The brain and any kind of decent processing system only works by filtering out a huge amount of noise, but most Wiki systems are still bad at this. What happens when they start to get good? And portable as well?

They develop their own consciousness, seize control of the world's nuclear arsenal and reduce the human race to slavery. Have you never seen a 1970s movie?
Milton Roe
QUOTE(Eva Destruction @ Sun 17th January 2010, 5:07pm) *

QUOTE(Milton Roe @ Mon 18th January 2010, 12:02am) *

The brain and any kind of decent processing system only works by filtering out a huge amount of noise, but most Wiki systems are still bad at this. What happens when they start to get good? And portable as well?

They develop their own consciousness, seize control of the world's nuclear arsenal and reduce the human race to slavery. Have you never seen a 1970s movie?

Sure. I saw a 1950's movie called Destination Moon, also. It got a lot of things wrong. However, we still got there. We got our Star Trek communicators, too, and they're pretty close. The danger of hackneyed SF is in thinking it will always stay SF.
SB_Johnny
I've actually been thinking about this over the past week since the earthquake in Haiti. A wiki would have been extremely helpful in those first few days had it been set up beforehand, since part of what went wrong in the initial response was the lack of coordination.

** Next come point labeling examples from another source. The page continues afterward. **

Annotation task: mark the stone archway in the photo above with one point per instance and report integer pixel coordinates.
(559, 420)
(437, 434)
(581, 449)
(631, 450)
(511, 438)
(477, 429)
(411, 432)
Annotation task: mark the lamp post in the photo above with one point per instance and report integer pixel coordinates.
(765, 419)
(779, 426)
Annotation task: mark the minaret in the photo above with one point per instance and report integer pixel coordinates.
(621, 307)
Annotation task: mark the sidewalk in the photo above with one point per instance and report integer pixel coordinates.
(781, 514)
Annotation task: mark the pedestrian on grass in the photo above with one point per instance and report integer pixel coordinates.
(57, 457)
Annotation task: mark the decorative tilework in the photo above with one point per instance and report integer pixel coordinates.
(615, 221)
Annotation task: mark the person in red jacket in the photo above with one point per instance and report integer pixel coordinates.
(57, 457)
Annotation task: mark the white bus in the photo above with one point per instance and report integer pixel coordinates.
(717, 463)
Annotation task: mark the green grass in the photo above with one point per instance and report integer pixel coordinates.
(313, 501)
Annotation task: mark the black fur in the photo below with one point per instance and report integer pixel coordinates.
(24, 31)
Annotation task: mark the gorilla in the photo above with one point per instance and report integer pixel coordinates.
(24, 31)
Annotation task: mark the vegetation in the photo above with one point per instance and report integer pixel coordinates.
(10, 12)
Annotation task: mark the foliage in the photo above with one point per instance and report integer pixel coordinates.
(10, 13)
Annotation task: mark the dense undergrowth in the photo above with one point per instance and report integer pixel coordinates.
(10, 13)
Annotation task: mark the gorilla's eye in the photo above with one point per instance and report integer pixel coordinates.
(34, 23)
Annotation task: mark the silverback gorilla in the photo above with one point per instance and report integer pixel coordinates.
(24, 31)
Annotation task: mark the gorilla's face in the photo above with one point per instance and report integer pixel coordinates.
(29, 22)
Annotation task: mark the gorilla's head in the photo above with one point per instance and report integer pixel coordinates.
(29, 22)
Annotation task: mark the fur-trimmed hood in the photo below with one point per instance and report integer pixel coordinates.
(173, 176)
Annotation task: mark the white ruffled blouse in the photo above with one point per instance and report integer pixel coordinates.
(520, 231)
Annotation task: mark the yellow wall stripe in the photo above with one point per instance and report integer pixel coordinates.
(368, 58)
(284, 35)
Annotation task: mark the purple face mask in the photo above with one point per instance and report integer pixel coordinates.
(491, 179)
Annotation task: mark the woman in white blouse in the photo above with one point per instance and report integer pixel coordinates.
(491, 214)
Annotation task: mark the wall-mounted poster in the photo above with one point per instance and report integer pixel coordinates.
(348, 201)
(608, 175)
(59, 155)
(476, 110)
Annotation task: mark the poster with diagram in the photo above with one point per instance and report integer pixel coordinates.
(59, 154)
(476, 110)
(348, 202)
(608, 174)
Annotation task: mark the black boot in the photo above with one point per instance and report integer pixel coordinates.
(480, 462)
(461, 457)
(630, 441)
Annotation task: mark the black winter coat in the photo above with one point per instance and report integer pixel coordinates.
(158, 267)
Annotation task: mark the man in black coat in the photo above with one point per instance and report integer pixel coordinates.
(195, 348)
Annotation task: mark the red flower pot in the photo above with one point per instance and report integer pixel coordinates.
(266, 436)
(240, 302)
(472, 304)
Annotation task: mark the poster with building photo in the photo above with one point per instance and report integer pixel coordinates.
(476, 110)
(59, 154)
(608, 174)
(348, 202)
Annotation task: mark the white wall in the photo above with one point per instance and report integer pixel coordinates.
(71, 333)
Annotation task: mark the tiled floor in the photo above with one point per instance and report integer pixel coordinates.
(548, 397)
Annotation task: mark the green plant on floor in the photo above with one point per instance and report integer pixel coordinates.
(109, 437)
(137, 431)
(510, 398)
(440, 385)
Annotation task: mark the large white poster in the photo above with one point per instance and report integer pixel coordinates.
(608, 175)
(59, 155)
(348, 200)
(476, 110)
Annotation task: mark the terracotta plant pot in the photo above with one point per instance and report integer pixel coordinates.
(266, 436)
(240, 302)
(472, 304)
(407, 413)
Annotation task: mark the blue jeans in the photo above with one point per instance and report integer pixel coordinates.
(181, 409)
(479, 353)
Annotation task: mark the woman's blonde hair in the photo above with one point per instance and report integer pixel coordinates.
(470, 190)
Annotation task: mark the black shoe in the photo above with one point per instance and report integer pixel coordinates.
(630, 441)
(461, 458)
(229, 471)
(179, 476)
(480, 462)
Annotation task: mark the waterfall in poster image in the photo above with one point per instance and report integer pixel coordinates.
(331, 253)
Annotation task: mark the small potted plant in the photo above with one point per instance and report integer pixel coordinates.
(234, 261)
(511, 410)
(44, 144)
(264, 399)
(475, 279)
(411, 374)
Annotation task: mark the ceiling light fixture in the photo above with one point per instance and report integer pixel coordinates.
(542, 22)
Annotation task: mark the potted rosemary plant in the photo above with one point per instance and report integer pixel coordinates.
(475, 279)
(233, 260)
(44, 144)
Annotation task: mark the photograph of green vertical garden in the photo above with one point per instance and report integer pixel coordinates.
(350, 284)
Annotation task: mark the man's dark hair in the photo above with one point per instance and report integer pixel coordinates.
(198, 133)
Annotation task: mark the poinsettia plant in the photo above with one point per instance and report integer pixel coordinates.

Simple information like "who has a backhoe nearby" could be put together on a wiki (not sure if you'd need an actual extension or just some clever parser coding and DPL to categorize "nearby" from any particular location), and might have saved a few lives. A worldwide database listing collectors who have flying boats they're willing to lend for emergencies where the airport gets knocked out would have helped too.

Jon Awbrey
It would greatly simplify Wiley's maxim on the secret of true contentment, since then you'd have all your idiots in once place.

Thanks! and a Tip o' th' Hat to Joy —

Jon letsgetdrunk.gif
GlassBeadGame
QUOTE(SB_Johnny @ Mon 18th January 2010, 6:31am) *

I've actually been thinking about this over the past week since the earthquake in Haiti. A wiki would have been extremely helpful in those first few days had it been set up beforehand, since part of what went wrong in the initial response was the lack of coordination.

Simple information like "who has a backhoe nearby" could be put together on a wiki (not sure if you'd need an actual extension or just some clever parser coding and DPL to categorize "nearby" from any particular location), and might have saved a few lives. A worldwide database listing collectors who have flying boats they're willing to lend for emergencies where the airport gets knocked out would have helped too.


More likely, given its proven ability to operate as a revenge engine, a wiki will show it ability to facilitate genocide in a situation like Rwanda in 1994. It is the logical extension of the role "hate radio" played in that situation and can be implemented with much less resources and is more difficult to take down than a radio station.


BTW providing open information about the location of vital resources in a crisis situation in which basic security is not in place and those resources are in desperate shortage is a very bad idea.